Remote-work migration reshapes US housing map

Nearly one in five Redfin users shopped outside their home metro in late 2025

Remote-work migration reshapes US housing map

 

Remote work, stubborn affordability pressures and a slow thaw in mortgage rates continued to redraw the United States housing map in late 2025, with long-distance moves edging higher even as overall sales stayed muted.

In the fourth quarter, 18.8% of Redfin.com users searched for homes in a different metro, up from 17.9% a year earlier and 15.9% about five years ago, according to a new Redfin analysis.

That migration measure, based on users viewing at least 20 listings in an origin–destination pair, underscores how mobility held up despite elevated borrowing costs and tight inventory.

Remote workers kept crossing state lines

The real estate giant found that interstate moves ticked up as mortgage rates eased from their peaks and more homes came on the market, giving sidelined buyers and renters slightly more room to act.

Remote work remained more common than before the pandemic, allowing borrowers to relocate for “affordability or lifestyle reasons without changing jobs,” the report said.

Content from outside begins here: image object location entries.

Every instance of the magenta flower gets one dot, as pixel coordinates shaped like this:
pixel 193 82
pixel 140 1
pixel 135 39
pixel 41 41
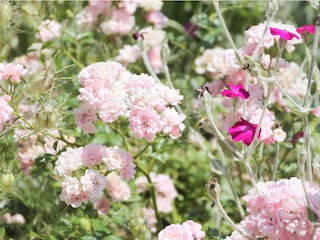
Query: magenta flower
pixel 235 91
pixel 284 34
pixel 307 28
pixel 243 131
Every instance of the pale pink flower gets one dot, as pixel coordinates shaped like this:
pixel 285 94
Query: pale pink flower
pixel 157 18
pixel 68 161
pixel 12 72
pixel 117 188
pixel 174 232
pixel 153 37
pixel 127 170
pixel 145 123
pixel 195 229
pixel 85 118
pixel 129 6
pixel 93 183
pixel 120 23
pixel 72 192
pixel 169 95
pixel 143 81
pixel 217 63
pixel 100 4
pixel 154 57
pixel 279 135
pixel 316 111
pixel 117 159
pixel 48 30
pixel 173 122
pixel 92 154
pixel 6 110
pixel 278 210
pixel 26 156
pixel 146 98
pixel 189 230
pixel 150 5
pixel 14 219
pixel 103 88
pixel 128 54
pixel 101 75
pixel 102 205
pixel 114 105
pixel 141 184
pixel 87 18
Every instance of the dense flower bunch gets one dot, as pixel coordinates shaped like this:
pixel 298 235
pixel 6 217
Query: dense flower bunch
pixel 111 91
pixel 279 210
pixel 222 66
pixel 115 168
pixel 189 230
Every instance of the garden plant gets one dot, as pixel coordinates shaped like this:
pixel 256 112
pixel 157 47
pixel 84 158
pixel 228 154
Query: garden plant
pixel 151 119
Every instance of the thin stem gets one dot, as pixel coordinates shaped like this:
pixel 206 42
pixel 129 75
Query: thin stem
pixel 146 62
pixel 229 220
pixel 313 60
pixel 153 195
pixel 235 195
pixel 226 31
pixel 276 162
pixel 72 58
pixel 307 143
pixel 251 174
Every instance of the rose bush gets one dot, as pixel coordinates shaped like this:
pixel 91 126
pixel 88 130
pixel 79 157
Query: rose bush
pixel 114 114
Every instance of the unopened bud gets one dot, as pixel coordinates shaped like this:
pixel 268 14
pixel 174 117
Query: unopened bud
pixel 5 13
pixel 6 181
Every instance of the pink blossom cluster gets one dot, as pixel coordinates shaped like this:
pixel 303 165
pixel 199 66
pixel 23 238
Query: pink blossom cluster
pixel 12 72
pixel 217 63
pixel 118 17
pixel 189 230
pixel 279 211
pixel 164 188
pixel 115 168
pixel 14 219
pixel 110 91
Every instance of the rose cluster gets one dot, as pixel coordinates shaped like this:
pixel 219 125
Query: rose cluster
pixel 110 92
pixel 104 168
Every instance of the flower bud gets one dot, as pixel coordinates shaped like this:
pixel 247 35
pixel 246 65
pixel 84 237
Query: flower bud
pixel 5 13
pixel 6 181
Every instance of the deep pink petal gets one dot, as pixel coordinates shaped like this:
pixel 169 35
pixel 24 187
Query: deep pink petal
pixel 284 34
pixel 243 131
pixel 307 28
pixel 235 91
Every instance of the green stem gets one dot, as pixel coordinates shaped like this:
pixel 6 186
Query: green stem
pixel 307 137
pixel 235 195
pixel 72 58
pixel 153 195
pixel 313 61
pixel 276 162
pixel 226 31
pixel 145 59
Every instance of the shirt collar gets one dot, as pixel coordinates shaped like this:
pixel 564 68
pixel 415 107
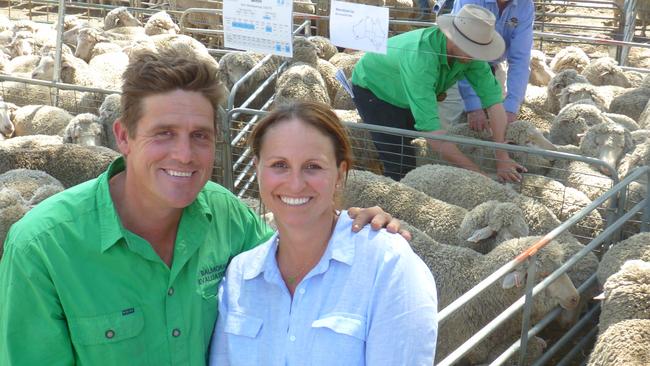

That dynamic was evident in Tennessee. “People are moving to Tennessee in droves–especially Nashville and its surrounding areas,” said Aaron Glicken, a Redfin Premier agent in Nashville, Tenn.

“Compared to the West Coast, where many of them are moving from, we have relatively low housing costs and lower taxes.”

Glicken said many new arrivals worked remotely, while others filled local tech, healthcare or music roles.

Florida still led, but new hotspots emerged

At the metro level, Sacramento and Las Vegas posted the largest net inflows of Redfin.com searchers in the quarter, followed by four Florida markets – Cape Coral, North Port, Miami and Orlando.

All 10 top destinations, including Spokane, Boise, Myrtle Beach and San Antonio, were relatively affordable compared with the expensive coastal hubs people were most likely to leave.

Los Angeles and New York recorded the biggest net outflows, followed by the San Jose–San Francisco Bay Area, Seattle and Chicago.

Redfin noted that outmigration from the Bay Area slowed sharply from 2021 and 2022 as return‑to‑office policies and a rebounding tech job market, especially in AI, kept more workers in place.

Implications for lenders and brokers

For mortgage professionals, buyers have been trading big‑city job hubs for cheaper metros and rural communities, often armed with remote‑work incomes.

Industry economists have warned that such flows risk exporting affordability problems to smaller markets even as they relieve some pressure in legacy coastal centers.

For lenders, purchase demand might have remained subdued nationally, but the clients who did move were increasingly crossing state lines – and were looking for partners who understood both sides of the transaction.